Writing the demise of social media reminded me of all the “mistakes” I’ve made in social media in the past. I say “mistakes” partly because there are a lot of things I would do differently, but also because when the heart behind the mistakes is right, they aren’t totally mistakes (at least in social media…that isn’t a theological statement).
Social media is an interesting thing. I started blogging way back when simply because I thought I had something to say, I had no idea if anyone would want to read it.
I haven’t made a dime off of this. I’ve gotten a few free books and I’ve gained a lot of new friendships that wouldn’t exist had I not started blogging and using Twitter.

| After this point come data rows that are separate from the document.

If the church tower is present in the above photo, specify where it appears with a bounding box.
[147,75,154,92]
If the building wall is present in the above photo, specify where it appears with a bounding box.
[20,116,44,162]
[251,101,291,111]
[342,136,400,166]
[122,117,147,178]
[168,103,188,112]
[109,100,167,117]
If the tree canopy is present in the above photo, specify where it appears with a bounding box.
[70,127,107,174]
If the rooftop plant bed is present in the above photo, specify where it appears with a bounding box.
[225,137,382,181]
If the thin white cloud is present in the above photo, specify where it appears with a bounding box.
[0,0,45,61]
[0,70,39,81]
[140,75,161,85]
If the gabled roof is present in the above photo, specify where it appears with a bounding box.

But always in the back of my head are the things I would change if I could become a social media virgin again. Some of these things I am in the process of changing, some things I can’t ever do again. So learn from my mistakes.

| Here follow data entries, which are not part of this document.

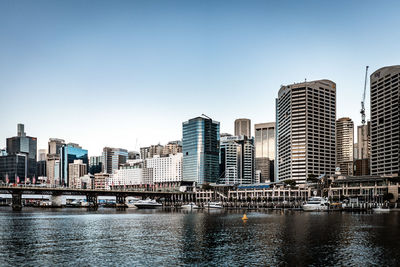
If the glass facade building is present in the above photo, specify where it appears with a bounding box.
[60,143,89,186]
[182,117,220,185]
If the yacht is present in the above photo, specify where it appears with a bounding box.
[205,202,223,209]
[303,197,329,211]
[182,202,199,210]
[372,206,390,212]
[135,199,162,209]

Here are some things that I would absolutely do different:
- Started with a self hosted blog. I say this because I started with Blogger, switched to WordPress, and now I’m dying to have a self hosted blog. It would be more work and I don’t have the money to afford to do it, but the freedom and creativity a self hosted blog has would be worth it.

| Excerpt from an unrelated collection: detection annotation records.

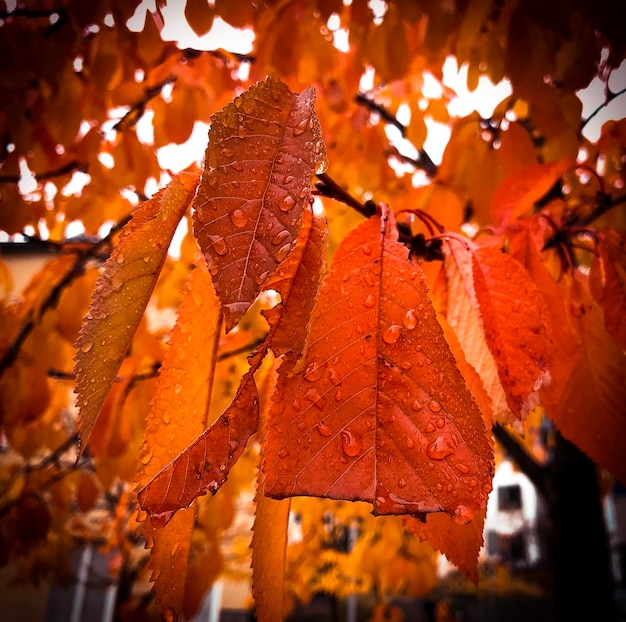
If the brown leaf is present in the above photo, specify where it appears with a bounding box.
[444,240,510,430]
[546,272,626,483]
[590,229,626,350]
[264,210,327,356]
[74,173,198,448]
[263,210,493,522]
[194,78,326,331]
[138,368,259,525]
[138,261,221,613]
[472,247,553,421]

- Stopped trying to be the guy who doesn’t want to follow the crowd, ever. I’m stubborn. Sometimes, very stubborn. I’ll admit that. At first I thought twitter was lame and would fail, and then after a few of my friends joined I was adamant about not joining simply because I’m stubborn and didn’t want to be a late adopter.
- Found a focus from the beginning. This is the biggest mistake bloggers make. They start a blog and they have no idea what they want to write about. I was the same way. I blogged about politics, faith, sports, my life, my family, where I live. This is all well and good, but most people would much rather read a blog that has a specific focus rather than someone who writes about everything.
- Not posted everyday. I’m a consistent guy. I run 3 to 4 times a week, about the same distance, every time. I show up to my job and leave at about the same time each day even though I don’t have set hours. I do homework at the same times each week. When I started blogging I knew the only way for me to do it was to post every day. I’m trying to get away from that internal expectation, but it isn’t easy.
- Left self-promotion alone. I get that part of social media is self promotion. I don’t write this stuff so no one can read it, so part of the process is to get more people to read it. BUT, too often I let that get in the way of just simply serving others with what God has placed on my heart. I wish I would have devoted half my time to posts on others’ blogs and not just my own. I wish I could get over the innate feeling that I have to tell others about my posts because no one else will. And what happens if no one cares about what I wrote?!?! That would suck. My identity would be gone…or something. Too many of us Christian bloggers are more worried about becoming like Carlos, or Anne, or John…rather than just serving the readers who take the time to care about what we have to say.